William | October 10, 2018
I lived in MT and in the winter we carried a 3 lb coffee can stuffed with 2 compressed rolls of toilet paper and several books of matches. Taped to the outside of the coffee can were two bottles of rubbing or isopropyl alcohol. Don’t know if Vodka or whiskey would work. I doubt beer would work – too much water. I would suspect Everclear would:-)
In an emergency you remove one roll of toilet paper leaving one in the inside. Then you pour an entire bottle of rubbing alcohol. The paper absorbs the alcohol and acts like a wick. Obviously keep the heater from burning anyone or anything, making a bad situation much worse. You can heat you hands and feet as well as the interior of the car.

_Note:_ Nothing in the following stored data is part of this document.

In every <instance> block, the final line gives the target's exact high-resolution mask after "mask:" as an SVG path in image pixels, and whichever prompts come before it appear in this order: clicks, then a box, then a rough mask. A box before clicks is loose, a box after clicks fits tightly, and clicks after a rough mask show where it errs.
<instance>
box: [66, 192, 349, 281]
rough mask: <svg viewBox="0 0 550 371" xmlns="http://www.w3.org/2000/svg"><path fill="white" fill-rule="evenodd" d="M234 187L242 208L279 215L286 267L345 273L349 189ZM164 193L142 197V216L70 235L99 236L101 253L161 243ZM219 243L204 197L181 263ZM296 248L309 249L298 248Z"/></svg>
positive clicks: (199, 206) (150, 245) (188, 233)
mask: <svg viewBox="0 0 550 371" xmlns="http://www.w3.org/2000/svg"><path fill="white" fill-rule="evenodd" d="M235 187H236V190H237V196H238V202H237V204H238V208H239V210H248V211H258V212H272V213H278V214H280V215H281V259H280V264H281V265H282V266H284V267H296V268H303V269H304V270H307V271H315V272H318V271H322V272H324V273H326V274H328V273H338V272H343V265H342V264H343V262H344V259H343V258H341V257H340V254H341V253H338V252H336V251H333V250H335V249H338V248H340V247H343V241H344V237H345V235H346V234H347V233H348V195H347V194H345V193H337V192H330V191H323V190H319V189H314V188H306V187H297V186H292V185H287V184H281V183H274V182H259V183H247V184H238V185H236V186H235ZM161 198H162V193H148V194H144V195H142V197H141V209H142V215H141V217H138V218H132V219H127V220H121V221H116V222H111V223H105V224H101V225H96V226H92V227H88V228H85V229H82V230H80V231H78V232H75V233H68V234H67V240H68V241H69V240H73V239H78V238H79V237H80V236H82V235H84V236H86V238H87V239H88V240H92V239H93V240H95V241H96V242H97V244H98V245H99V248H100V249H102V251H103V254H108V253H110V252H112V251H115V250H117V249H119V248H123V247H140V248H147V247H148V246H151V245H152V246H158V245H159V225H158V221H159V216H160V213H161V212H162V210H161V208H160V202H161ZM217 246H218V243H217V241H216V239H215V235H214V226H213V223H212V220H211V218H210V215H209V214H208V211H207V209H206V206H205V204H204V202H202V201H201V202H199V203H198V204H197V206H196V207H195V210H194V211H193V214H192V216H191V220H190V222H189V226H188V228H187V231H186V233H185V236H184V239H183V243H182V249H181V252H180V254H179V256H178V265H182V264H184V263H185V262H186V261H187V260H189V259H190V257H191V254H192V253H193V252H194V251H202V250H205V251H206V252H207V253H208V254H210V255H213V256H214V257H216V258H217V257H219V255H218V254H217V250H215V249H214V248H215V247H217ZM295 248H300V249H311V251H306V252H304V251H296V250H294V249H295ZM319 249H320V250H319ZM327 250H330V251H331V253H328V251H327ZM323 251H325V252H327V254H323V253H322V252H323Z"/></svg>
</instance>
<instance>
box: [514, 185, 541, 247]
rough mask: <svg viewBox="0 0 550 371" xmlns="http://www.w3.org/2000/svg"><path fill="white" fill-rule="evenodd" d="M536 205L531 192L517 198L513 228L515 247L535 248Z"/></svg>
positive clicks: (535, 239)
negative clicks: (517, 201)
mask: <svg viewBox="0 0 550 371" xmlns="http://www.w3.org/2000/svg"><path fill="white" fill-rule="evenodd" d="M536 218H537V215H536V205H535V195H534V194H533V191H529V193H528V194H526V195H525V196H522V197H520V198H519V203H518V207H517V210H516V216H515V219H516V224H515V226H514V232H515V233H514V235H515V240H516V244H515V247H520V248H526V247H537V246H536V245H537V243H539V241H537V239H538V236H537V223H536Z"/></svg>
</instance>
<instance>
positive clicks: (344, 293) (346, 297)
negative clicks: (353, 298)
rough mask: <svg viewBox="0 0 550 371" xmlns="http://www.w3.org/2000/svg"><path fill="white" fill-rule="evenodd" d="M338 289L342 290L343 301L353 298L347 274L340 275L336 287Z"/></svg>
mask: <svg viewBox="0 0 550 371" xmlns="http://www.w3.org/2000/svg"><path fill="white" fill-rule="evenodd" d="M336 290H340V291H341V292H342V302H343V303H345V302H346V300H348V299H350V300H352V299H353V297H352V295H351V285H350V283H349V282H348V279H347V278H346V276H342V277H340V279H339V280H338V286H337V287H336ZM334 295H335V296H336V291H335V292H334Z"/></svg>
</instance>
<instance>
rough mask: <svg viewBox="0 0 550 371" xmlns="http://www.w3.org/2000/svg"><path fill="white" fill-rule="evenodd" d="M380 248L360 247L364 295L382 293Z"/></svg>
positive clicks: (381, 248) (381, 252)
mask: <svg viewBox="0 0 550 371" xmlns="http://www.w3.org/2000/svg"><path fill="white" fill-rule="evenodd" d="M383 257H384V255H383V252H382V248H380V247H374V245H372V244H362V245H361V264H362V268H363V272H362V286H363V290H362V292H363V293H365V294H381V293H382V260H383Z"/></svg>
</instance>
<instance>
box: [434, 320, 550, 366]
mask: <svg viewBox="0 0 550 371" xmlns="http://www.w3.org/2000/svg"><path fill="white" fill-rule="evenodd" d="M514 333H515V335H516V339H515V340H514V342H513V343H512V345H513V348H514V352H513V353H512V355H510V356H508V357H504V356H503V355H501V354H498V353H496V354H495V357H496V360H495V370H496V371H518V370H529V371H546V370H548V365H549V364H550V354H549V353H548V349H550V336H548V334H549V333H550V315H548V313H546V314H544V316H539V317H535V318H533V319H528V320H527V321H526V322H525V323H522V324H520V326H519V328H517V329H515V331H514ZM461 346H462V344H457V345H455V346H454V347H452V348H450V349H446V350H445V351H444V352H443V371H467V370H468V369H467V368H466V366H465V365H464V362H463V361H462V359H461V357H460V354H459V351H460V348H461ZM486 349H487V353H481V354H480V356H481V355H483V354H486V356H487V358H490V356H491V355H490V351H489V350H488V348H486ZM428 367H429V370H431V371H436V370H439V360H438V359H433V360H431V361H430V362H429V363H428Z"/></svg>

You can make hot coffee or hot coco if you include a meal cup and the fixings.
I was told that it won’t liberate carbon monoxide which can kill you with out warning.
I know of five brothers traveling in a snow storm till they were too tired to drive so they pulled over but left the car running. The car was covered with several feet of snow during the night which apparently kept the carbon monoxide from escaping. In the morning 4 of the brothers were dead from carbon monoxide poisoning
The ingredients are common, cheap, readily available and take up very little space.
You can get a medium size duffle bag say at REI / other and put a spare sleeping bag plus the stuff mentioned in this article. In the winter if you change vehicles it is easy to throw the bag into whichever vehicle you will be traveling in.
It can actually be fun to put these bags together and to give to your family and friends
The most important ingredient is UNCOMMON sense. Bring it with you -always:-)
MikeyW | November 18, 2019
The only way this setup would NOT emit carbon monoxide is if you can ensure COMPLETE combustion, which I find highly unlikely. Can will get VERY hot and will melt and/or ignite floor mats or whatever it is sitting on. This setup might be a lifesaver in extreme situations, but adequate ventilation is needed (crack two windows at least an inch or two) and put can on something that will not burn or conduct heat, like a mound of sand. And don’t fall asleep!